Note that NIXL is required to be installed for P2P transfer. We’ll support other transports later such as Python socket and Mooncake.
Example usage:#
First, prepare two yaml files instance1.yaml
and instance2.yaml
to
configure two lmcache instances:
# instance1.yaml
chunk_size: 256
local_cpu: True
max_local_cpu_size: 5
# cache controller configurations
enable_controller: True
lmcache_instance_id: "lmcache_instance_1"
controller_pull_url: "localhost:8300"
controller_reply_url: "localhost:8400"
lmcache_worker_ports: 8500
# P2P configurations
enable_p2p: True
p2p_host: "localhost"
p2p_init_ports: 8200
p2p_lookup_ports: 8201
transfer_channel: "nixl"
# instance2.yaml
chunk_size: 256
local_cpu: True
max_local_cpu_size: 5
# cache controller configurations
enable_controller: True
lmcache_instance_id: "lmcache_instance_1"
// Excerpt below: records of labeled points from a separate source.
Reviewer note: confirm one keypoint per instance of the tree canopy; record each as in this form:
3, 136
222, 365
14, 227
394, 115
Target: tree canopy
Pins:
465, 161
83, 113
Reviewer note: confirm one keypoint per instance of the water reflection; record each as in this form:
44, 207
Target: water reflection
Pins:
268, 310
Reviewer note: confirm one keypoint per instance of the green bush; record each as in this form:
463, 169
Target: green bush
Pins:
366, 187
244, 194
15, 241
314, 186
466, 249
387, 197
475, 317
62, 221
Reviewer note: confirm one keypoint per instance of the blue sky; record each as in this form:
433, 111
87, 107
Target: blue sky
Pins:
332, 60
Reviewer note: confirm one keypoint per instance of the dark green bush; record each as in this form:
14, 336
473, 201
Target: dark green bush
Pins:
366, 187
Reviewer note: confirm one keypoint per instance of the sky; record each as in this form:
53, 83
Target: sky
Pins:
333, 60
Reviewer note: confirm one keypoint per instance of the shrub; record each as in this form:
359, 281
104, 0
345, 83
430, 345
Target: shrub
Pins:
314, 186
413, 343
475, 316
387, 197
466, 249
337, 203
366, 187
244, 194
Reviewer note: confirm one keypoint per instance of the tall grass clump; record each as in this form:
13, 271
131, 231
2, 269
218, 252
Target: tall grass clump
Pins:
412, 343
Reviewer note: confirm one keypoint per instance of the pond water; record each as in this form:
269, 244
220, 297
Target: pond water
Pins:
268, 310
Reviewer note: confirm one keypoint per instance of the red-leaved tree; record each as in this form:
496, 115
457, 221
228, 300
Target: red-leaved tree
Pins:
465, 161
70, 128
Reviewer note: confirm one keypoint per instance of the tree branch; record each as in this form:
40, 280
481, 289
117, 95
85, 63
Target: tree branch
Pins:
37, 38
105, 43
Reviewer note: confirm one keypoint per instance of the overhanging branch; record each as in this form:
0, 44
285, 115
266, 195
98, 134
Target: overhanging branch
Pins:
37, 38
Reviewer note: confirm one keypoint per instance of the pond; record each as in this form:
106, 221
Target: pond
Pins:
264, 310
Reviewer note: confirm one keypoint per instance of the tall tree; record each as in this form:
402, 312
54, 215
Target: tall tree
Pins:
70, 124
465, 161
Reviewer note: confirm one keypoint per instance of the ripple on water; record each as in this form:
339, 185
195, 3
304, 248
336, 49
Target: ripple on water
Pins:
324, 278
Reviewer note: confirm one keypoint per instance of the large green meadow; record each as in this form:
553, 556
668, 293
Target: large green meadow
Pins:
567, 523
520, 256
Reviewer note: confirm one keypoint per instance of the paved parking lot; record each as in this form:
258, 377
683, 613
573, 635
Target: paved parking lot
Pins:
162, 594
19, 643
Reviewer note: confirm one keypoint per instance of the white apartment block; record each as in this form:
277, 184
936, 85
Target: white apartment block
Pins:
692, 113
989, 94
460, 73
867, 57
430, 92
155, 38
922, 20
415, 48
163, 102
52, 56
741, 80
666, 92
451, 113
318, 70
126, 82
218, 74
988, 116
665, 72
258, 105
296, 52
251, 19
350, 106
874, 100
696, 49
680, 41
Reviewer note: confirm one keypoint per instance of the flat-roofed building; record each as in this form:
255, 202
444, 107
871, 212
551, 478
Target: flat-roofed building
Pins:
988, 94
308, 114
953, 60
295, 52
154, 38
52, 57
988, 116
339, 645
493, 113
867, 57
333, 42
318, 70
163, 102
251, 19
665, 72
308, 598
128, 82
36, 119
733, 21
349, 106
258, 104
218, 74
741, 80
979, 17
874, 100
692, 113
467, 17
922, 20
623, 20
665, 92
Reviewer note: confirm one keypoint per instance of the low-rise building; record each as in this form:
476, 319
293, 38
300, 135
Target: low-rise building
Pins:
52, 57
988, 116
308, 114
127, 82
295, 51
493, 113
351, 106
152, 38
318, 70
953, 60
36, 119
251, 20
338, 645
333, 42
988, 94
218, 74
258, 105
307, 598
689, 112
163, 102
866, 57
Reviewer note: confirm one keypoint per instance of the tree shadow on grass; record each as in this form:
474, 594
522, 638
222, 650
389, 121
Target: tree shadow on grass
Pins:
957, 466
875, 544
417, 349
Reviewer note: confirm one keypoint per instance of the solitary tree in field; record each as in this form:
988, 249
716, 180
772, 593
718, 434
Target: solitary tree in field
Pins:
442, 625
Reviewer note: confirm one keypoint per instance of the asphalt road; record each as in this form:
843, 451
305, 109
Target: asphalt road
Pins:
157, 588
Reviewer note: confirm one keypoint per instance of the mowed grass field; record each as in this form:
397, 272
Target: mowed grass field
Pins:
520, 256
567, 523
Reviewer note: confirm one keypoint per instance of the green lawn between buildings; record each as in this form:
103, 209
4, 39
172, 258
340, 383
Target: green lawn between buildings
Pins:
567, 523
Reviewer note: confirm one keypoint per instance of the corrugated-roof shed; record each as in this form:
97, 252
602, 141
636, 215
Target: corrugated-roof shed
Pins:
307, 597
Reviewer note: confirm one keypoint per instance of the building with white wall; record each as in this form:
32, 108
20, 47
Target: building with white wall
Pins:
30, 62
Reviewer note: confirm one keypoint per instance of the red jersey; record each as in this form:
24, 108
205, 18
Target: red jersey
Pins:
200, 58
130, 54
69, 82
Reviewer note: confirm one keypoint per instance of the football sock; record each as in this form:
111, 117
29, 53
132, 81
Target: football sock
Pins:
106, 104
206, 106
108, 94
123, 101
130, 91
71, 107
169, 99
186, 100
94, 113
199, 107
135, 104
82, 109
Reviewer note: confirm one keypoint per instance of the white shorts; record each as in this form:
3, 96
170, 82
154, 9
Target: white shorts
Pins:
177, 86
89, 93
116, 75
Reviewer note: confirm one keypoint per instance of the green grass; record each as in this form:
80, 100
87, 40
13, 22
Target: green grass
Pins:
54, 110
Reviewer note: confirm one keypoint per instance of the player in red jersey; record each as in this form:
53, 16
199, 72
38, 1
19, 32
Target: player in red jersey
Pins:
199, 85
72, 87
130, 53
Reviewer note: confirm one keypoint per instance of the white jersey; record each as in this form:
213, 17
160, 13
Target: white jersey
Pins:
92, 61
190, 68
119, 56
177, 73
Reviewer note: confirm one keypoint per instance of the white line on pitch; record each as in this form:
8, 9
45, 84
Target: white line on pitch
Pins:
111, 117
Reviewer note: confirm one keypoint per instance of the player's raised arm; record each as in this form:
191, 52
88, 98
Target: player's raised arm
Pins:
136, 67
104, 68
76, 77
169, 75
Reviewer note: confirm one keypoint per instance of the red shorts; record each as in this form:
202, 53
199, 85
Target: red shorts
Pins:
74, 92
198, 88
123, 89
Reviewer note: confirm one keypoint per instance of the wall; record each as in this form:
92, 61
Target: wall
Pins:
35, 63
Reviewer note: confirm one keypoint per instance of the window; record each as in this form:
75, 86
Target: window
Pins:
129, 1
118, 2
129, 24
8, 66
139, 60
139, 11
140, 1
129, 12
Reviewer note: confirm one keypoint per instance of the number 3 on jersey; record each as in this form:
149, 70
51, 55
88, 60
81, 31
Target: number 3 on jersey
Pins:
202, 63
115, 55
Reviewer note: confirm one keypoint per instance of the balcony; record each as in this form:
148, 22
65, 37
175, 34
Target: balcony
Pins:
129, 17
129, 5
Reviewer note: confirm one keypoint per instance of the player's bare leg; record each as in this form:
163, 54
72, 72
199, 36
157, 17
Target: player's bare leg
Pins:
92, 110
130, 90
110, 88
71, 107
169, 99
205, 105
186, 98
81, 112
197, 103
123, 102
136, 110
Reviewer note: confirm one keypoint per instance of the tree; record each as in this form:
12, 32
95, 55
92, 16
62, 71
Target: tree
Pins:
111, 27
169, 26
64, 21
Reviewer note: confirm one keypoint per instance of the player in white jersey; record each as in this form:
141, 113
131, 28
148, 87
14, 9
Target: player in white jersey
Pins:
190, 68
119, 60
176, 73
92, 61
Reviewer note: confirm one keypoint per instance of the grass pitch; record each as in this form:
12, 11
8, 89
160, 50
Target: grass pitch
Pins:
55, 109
controller_pull_url: "localhost:8300"
controller_reply_url: "localhost:8400"
lmcache_worker_ports: 8501
# P2P configurations
enable_p2p: True
p2p_host: "localhost"
p2p_init_ports: 8202
p2p_lookup_ports: 8203
transfer_channel: "nixl"
Start two vllm engines:
PYTHONHASHSEED=123 UCX_TLS=rc CUDA_VISIBLE_DEVICES=0 LMCACHE_CONFIG_FILE=instance1.yaml vllm serve meta-llama/Llama-3.1-8B-Instruct --max-model-len 4096 \
--gpu-memory-utilization 0.8 --port 8000 --kv-transfer-config '{"kv_connector":"LMCacheConnectorV1", "kv_role":"kv_both"}'
PYTHONHASHSEED=123 UCX_TLS=rc CUDA_VISIBLE_DEVICES=1 LMCACHE_CONFIG_FILE=instance2.yaml vllm serve meta-llama/Llama-3.1-8B-Instruct --max-model-len 4096 \
--gpu-memory-utilization 0.8 --port 8001 --kv-transfer-config '{"kv_connector":"LMCacheConnectorV1", "kv_role":"kv_both"}'
Start the lmcache controller at port 9000 and the monitor at port 9001:
PYTHONHASHSEED=123 lmcache_controller --host localhost --port 9000 --monitor-ports '{"pull": 8300, "reply": 8400}'
Send a request to vllm engine 1:
curl -X POST http://localhost:8000/v1/completions \
-H "Content-Type: application/json" \
-d '{
"model": "meta-llama/Llama-3.1-8B-Instruct",
"prompt": "Explain the significance of KV cache in language models.",
"max_tokens": 10
}'
Tokenize the prompt to obtain token ids:
curl -X POST http://localhost:8000/tokenize \
-H "Content-Type: application/json" \
-d '{
"model": "meta-llama/Llama-3.1-8B-Instruct",
"prompt": "Explain the significance of KV cache in language models."
}'
Move the KV cache from engine 1’s CPU to engine 2’s CPU using the token ids:
curl -X POST http://localhost:9000/move \
-H "Content-Type: application/json" \
-d '{
"old_position": ["lmcache_instance_1", "LocalCPUBackend"],
"new_position": ["lmcache_instance_2", "LocalCPUBackend"],
"tokens": [128000, 849, 21435, 279, 26431, 315, 85748, 6636, 304, 4221, 4211, 13]
}'
The controller responds with a message similar to:
{"num_tokens": 12, "event_id": "xxx"}
num_tokens
indicates how many tokens’ KV cache are being moved. The
returned event_id
can be used to query the status of the operation.